How I Found a Church that Wouldn’t Make Me Cry

Evaporating Faith

This is a pretty intensely personal post. I don't usually post anything like it, but maybe some of you have dealt with similar issues and will be helped by it.

Let me start off by saying I'm an introvert. I recharge by being alone. So it's a measure of how enthusiastic I am about Young Living that I want to grow my business. Selling anything is challenging for me, but as my wonderful mentors have said repeatedly, there are many different ways to share. At this point, I'm choosing to teach classes about essential oils online. The classic method is to teach in person; I'm not opposed to that, as I've taught library instruction and WordPress for years. I'm also blogging about essential oils and topics related to emotional and spiritual aspects of life.

Honestly, my fear of rejection is great. I want people to like me, whether it's in person or online. In fact, sending Facebook messages to friends personally inviting them to my essential oils classes freaks me out just a little. Okay, a lot. It's not just the fear of rejection, though, but wanting to be authentic. Jumping into someone's life out of the blue doesn't feel right to me. It's made me examine my socialization and how little I interact with even people I know virtually.

One of the aspects of Young Living I've found particularly enchanting is the community of godly women involved with it. I'm always struggling with spirituality. I've been a churchgoer all my life, and I'm a firm believer in God and Jesus and the Holy Spirit, but it goes back to authenticity. Or overthinking. Or something. I have trouble settling down into faith all the way, like I can't just plop all the way into the bathtub. (If that makes any sense at all.) A very meaningful experience to me was reading and following Monique McLean's 21 Days of Prayer for Your Business. Monique is in my upline (sort of like being my great-great grandmother in the YL scheme of things) and is a Royal Crown Diamond, the highest rank you can achieve. She attributes her success to God and isn't afraid to say so. I was inspired after the twenty-one day experience to continue to really pray about my business. Plus I've had some spiritual experiences that convinced me God is helping me on my journey.

In my quest to develop a team with Young Living, I even began praying specifically for a group of women I mentally refer to as my “dream team.” I won't tell you their names. All but one I know in real life. But I pray for their wellness, that they'll become the women they were meant to be–and that when the time is right, they'll join my team and help me share about the joyful oil life. I've never done anything like this before, pray so specifically and so protractedly for a group of people. Shows you how I'm really trying to do things differently than I have in the past.

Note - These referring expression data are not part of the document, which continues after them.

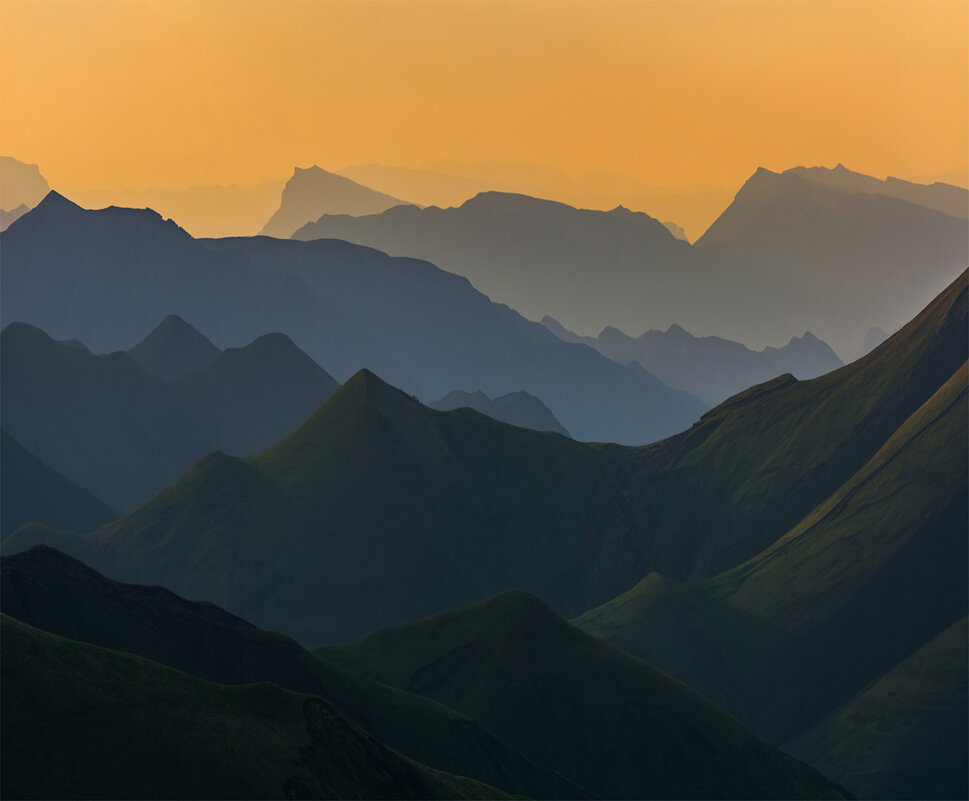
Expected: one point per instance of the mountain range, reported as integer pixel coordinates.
(313, 192)
(791, 253)
(97, 276)
(110, 425)
(512, 633)
(515, 408)
(711, 368)
(84, 722)
(55, 593)
(21, 184)
(460, 507)
(873, 574)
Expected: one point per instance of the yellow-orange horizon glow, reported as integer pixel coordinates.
(673, 94)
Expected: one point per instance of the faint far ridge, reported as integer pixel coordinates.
(313, 192)
(516, 408)
(21, 184)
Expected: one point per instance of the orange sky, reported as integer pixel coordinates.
(676, 94)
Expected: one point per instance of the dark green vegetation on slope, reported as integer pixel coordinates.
(106, 423)
(863, 581)
(389, 511)
(81, 721)
(907, 734)
(30, 490)
(56, 593)
(569, 701)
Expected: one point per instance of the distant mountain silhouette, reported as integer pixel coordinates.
(949, 199)
(81, 721)
(202, 210)
(107, 423)
(873, 571)
(425, 187)
(515, 408)
(569, 701)
(58, 594)
(133, 268)
(347, 307)
(32, 491)
(834, 261)
(21, 184)
(314, 191)
(788, 255)
(538, 256)
(174, 348)
(710, 368)
(8, 217)
(372, 460)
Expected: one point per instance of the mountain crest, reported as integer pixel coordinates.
(174, 348)
(54, 201)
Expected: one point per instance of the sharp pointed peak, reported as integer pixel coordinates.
(55, 200)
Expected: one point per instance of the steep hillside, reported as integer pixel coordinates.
(56, 593)
(446, 334)
(515, 408)
(460, 507)
(904, 736)
(847, 261)
(870, 575)
(84, 722)
(30, 490)
(566, 700)
(174, 348)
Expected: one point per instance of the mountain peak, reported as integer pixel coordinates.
(174, 348)
(55, 202)
(313, 192)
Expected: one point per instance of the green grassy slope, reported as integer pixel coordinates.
(30, 490)
(868, 577)
(905, 736)
(758, 463)
(84, 722)
(566, 700)
(53, 592)
(387, 511)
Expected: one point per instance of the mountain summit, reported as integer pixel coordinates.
(312, 192)
(174, 348)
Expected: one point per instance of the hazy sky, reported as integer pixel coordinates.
(134, 94)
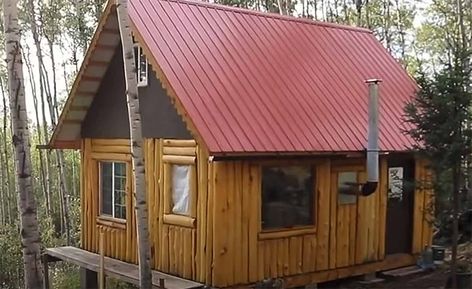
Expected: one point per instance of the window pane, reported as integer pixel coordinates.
(120, 169)
(142, 66)
(120, 190)
(287, 196)
(106, 187)
(180, 189)
(347, 187)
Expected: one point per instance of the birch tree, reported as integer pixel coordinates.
(26, 200)
(144, 252)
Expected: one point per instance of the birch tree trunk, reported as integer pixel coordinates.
(144, 252)
(29, 231)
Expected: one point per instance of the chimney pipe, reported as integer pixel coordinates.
(372, 139)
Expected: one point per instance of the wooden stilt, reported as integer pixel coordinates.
(101, 275)
(162, 284)
(46, 271)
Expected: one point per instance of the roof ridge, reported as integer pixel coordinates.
(270, 15)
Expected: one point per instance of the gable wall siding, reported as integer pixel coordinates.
(108, 115)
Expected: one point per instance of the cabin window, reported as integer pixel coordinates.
(141, 66)
(287, 196)
(181, 181)
(113, 189)
(180, 190)
(347, 188)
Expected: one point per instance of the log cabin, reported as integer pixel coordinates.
(256, 145)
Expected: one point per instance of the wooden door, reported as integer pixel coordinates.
(400, 196)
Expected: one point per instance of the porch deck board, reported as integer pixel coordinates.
(115, 268)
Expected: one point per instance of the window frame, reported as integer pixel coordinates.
(138, 50)
(342, 166)
(100, 182)
(107, 220)
(170, 217)
(277, 233)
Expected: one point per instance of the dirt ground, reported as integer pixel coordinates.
(427, 280)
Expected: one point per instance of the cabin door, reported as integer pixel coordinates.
(399, 231)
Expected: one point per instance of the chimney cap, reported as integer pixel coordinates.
(373, 80)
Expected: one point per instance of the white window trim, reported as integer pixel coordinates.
(112, 190)
(140, 83)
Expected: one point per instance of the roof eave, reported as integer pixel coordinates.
(54, 142)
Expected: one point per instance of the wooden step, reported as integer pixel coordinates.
(404, 271)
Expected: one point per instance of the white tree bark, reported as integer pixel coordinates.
(29, 231)
(144, 252)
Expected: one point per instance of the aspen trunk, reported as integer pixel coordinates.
(42, 167)
(145, 277)
(29, 231)
(4, 159)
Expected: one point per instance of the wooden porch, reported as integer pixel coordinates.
(113, 268)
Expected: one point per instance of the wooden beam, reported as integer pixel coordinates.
(46, 271)
(85, 93)
(110, 31)
(91, 78)
(100, 63)
(72, 121)
(105, 47)
(79, 108)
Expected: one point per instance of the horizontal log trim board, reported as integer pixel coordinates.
(221, 243)
(114, 268)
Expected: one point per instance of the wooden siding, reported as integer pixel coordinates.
(174, 249)
(225, 245)
(346, 236)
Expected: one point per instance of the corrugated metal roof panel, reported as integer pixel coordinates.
(259, 82)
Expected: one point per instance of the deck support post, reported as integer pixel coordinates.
(88, 279)
(45, 260)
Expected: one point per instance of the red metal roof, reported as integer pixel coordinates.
(259, 82)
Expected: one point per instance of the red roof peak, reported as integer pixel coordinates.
(269, 15)
(253, 82)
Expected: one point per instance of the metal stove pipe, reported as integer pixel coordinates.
(372, 139)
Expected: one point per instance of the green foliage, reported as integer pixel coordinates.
(65, 276)
(116, 284)
(11, 266)
(440, 119)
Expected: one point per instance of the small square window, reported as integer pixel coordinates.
(287, 196)
(347, 188)
(113, 189)
(181, 177)
(141, 66)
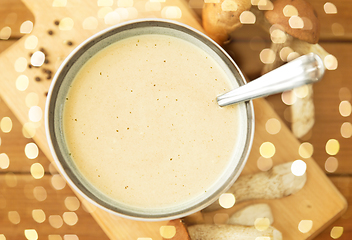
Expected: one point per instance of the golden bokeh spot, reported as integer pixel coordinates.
(305, 226)
(28, 130)
(167, 231)
(59, 3)
(5, 33)
(35, 114)
(31, 150)
(262, 224)
(330, 62)
(14, 217)
(296, 22)
(273, 126)
(90, 23)
(31, 234)
(267, 56)
(337, 29)
(4, 161)
(58, 182)
(292, 56)
(125, 3)
(278, 36)
(229, 5)
(171, 12)
(70, 218)
(56, 221)
(331, 164)
(26, 27)
(344, 94)
(20, 64)
(71, 237)
(265, 5)
(247, 17)
(38, 215)
(264, 164)
(336, 232)
(105, 3)
(38, 59)
(298, 168)
(22, 82)
(220, 218)
(227, 200)
(54, 237)
(112, 18)
(31, 42)
(267, 150)
(288, 98)
(152, 6)
(52, 169)
(290, 11)
(37, 171)
(66, 24)
(346, 130)
(39, 193)
(306, 150)
(103, 11)
(72, 203)
(301, 92)
(345, 108)
(330, 8)
(307, 24)
(11, 179)
(332, 147)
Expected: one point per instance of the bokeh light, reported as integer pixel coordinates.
(332, 147)
(267, 149)
(26, 27)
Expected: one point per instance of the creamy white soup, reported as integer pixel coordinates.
(142, 123)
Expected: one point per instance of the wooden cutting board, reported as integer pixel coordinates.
(319, 201)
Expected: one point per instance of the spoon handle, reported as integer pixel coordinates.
(306, 69)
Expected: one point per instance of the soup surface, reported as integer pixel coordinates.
(142, 123)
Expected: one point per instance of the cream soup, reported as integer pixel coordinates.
(142, 123)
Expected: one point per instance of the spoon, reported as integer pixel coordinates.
(306, 69)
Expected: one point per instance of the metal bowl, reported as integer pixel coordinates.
(58, 92)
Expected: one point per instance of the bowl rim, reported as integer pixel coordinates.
(49, 110)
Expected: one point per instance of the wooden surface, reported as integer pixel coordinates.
(245, 51)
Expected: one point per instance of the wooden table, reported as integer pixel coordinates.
(49, 195)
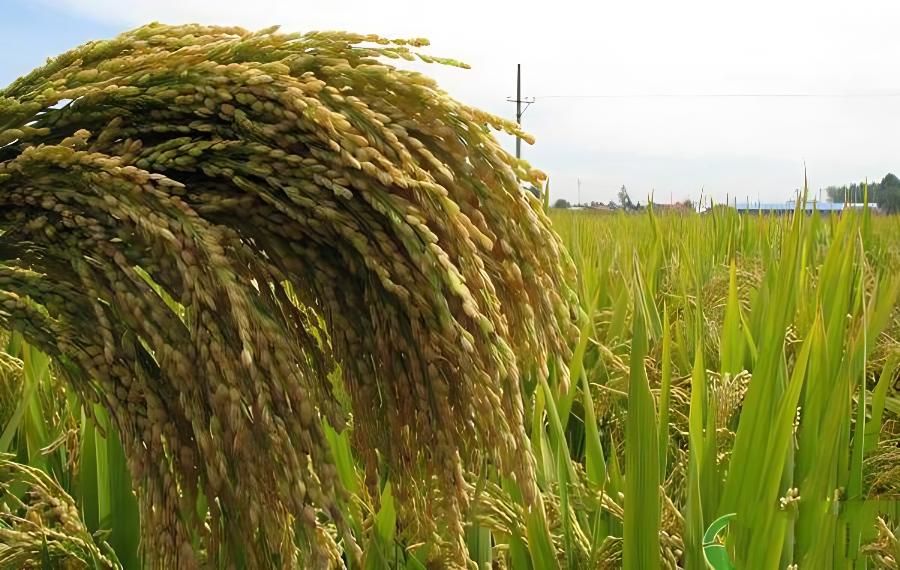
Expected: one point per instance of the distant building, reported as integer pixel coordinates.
(790, 206)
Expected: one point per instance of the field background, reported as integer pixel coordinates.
(727, 364)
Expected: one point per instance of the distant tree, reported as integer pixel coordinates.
(889, 194)
(625, 199)
(854, 193)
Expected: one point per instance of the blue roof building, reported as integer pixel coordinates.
(789, 206)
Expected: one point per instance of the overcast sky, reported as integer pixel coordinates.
(654, 57)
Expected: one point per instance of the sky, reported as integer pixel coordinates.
(626, 93)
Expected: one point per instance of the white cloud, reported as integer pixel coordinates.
(735, 145)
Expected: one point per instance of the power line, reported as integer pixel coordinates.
(720, 95)
(519, 110)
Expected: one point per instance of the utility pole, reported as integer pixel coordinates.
(519, 110)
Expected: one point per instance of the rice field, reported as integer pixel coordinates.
(720, 371)
(254, 322)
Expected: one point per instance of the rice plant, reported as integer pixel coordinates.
(273, 303)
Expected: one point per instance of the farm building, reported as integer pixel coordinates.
(789, 206)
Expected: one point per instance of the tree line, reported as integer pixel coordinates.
(885, 194)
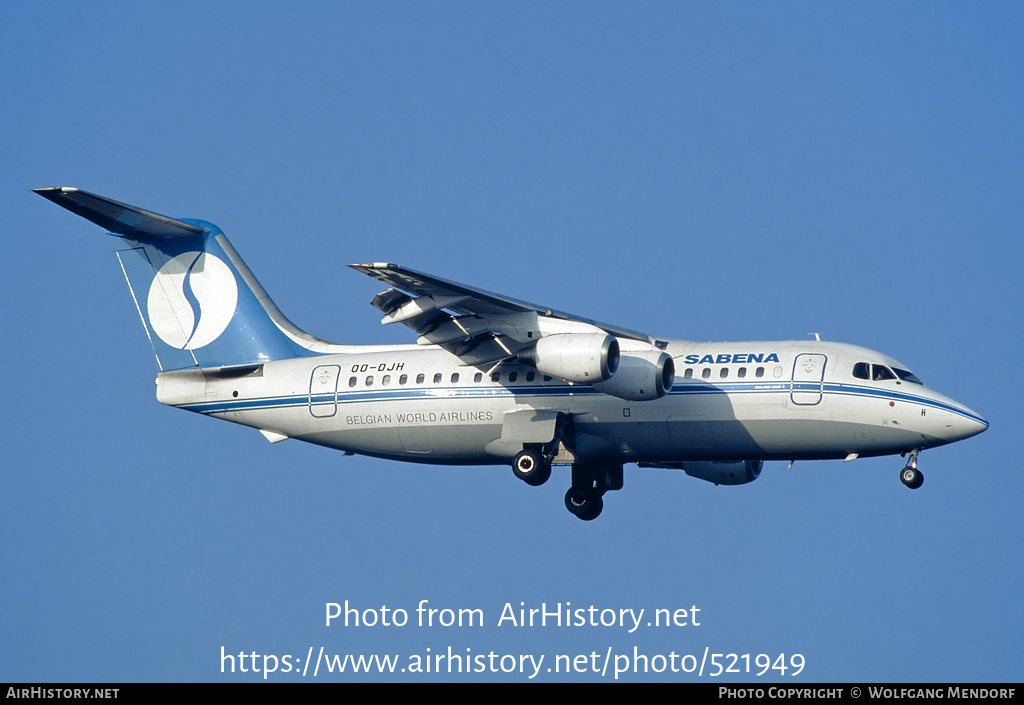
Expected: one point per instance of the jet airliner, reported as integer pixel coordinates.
(493, 380)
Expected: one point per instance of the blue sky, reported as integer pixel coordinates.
(704, 171)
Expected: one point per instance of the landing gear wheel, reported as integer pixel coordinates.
(530, 467)
(911, 477)
(584, 504)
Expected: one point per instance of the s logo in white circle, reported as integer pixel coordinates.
(192, 300)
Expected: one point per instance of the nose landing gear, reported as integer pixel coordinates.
(910, 475)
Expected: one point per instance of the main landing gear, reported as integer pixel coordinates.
(531, 467)
(590, 482)
(910, 475)
(585, 498)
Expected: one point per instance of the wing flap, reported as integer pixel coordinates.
(477, 326)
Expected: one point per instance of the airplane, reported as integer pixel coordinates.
(493, 380)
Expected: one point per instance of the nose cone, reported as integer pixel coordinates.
(967, 423)
(961, 423)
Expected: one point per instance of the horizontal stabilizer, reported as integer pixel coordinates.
(119, 217)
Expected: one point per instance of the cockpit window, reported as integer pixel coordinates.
(907, 375)
(880, 372)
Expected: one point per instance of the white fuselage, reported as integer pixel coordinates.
(748, 401)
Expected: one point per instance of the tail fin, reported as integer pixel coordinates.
(200, 303)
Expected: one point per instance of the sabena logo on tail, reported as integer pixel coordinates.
(192, 299)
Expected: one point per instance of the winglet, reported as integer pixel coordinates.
(119, 217)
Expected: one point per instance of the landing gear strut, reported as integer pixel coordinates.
(585, 498)
(910, 475)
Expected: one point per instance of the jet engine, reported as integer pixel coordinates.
(725, 472)
(583, 358)
(642, 375)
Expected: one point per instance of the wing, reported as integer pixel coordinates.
(477, 326)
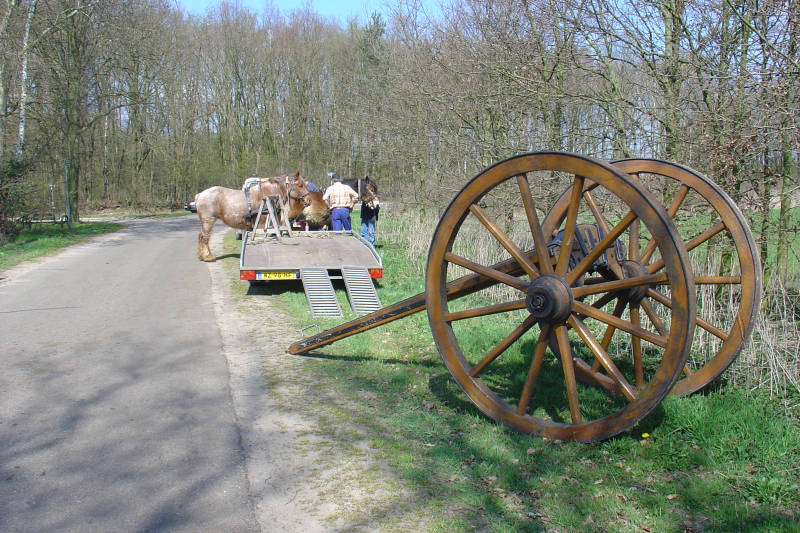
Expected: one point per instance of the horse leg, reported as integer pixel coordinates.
(203, 249)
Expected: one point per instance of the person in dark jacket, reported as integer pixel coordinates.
(369, 217)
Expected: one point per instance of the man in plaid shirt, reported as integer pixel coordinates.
(340, 198)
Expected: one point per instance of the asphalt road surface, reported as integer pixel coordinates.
(115, 406)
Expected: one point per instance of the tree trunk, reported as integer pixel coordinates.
(23, 98)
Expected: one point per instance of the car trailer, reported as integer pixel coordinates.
(276, 252)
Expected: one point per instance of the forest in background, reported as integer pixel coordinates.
(143, 106)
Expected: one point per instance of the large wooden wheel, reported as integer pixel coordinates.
(724, 260)
(550, 294)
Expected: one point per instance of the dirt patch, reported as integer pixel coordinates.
(302, 477)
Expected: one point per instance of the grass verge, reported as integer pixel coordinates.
(725, 460)
(44, 239)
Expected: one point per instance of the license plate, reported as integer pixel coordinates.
(278, 274)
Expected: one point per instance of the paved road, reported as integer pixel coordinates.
(115, 408)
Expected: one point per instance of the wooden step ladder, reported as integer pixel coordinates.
(271, 206)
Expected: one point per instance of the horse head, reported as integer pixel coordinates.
(305, 204)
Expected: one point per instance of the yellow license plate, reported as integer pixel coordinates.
(278, 274)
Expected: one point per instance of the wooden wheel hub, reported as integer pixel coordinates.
(549, 299)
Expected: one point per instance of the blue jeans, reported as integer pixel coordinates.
(340, 219)
(368, 231)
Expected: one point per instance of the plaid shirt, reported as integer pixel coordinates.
(339, 195)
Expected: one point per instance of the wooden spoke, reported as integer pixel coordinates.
(503, 346)
(610, 329)
(636, 347)
(691, 245)
(595, 209)
(633, 238)
(486, 271)
(654, 319)
(565, 350)
(619, 323)
(673, 208)
(599, 248)
(505, 241)
(655, 295)
(539, 240)
(618, 285)
(601, 355)
(533, 370)
(569, 227)
(485, 311)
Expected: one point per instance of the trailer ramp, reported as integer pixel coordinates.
(319, 291)
(360, 290)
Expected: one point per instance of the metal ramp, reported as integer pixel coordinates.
(319, 291)
(360, 290)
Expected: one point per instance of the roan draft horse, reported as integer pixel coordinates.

All that is background to something that happened the other day.

All that faith, all that confidence just evaporated.

Because of a few words from my even-more-introverted husband.

“You're about as good at sales as I am.”


Yeah, he said it, but he wasn't trying to be mean, just brutally honest. It was in the midst of a conversation about finances, and how I shouldn't reach Star rank all by myself.

The past two days I've been so despondent. What if he's right? What if I can't sell anything to anyone? I haven't so far. Why should I keep trying?

YIKES. All those months of building up my confidence gone in a flash.

Today I'm better. I remember there are always times of doubt. I've been so focused and confident that things would keep going great. But I take away two (or maybe more) lessons from this experience.

  1. Be careful what you say to someone. Be kind. We don't always need brutal honesty.
  2. In some seasons, faith can be a tenuous thing. Strengthen it all you can when you can. In my head a voice keeps saying, “Well if your faith can be blown away that easily, it was a pretty pitiful faith.” But that's not Jesus saying that. We have ups and downs. Don't let the adversary mess you up during the downs.
  3. Step out of your comfort zone. You can do things people don't think you can do. Challenge yourself. But be ready for the pushback of those who think they have you figured out and categorized. And be ready for your own self-doubt to redouble its effort to push you right back to where it's safe.

I could go on, but you've been kind to read this far. I'd love to hear how you cope with challenges to your faith, and challenges to the confidence you've built up for yourself.

(Note: In yesterday's post I said I'd talk about Young Living business, but I'll save that for a later date.)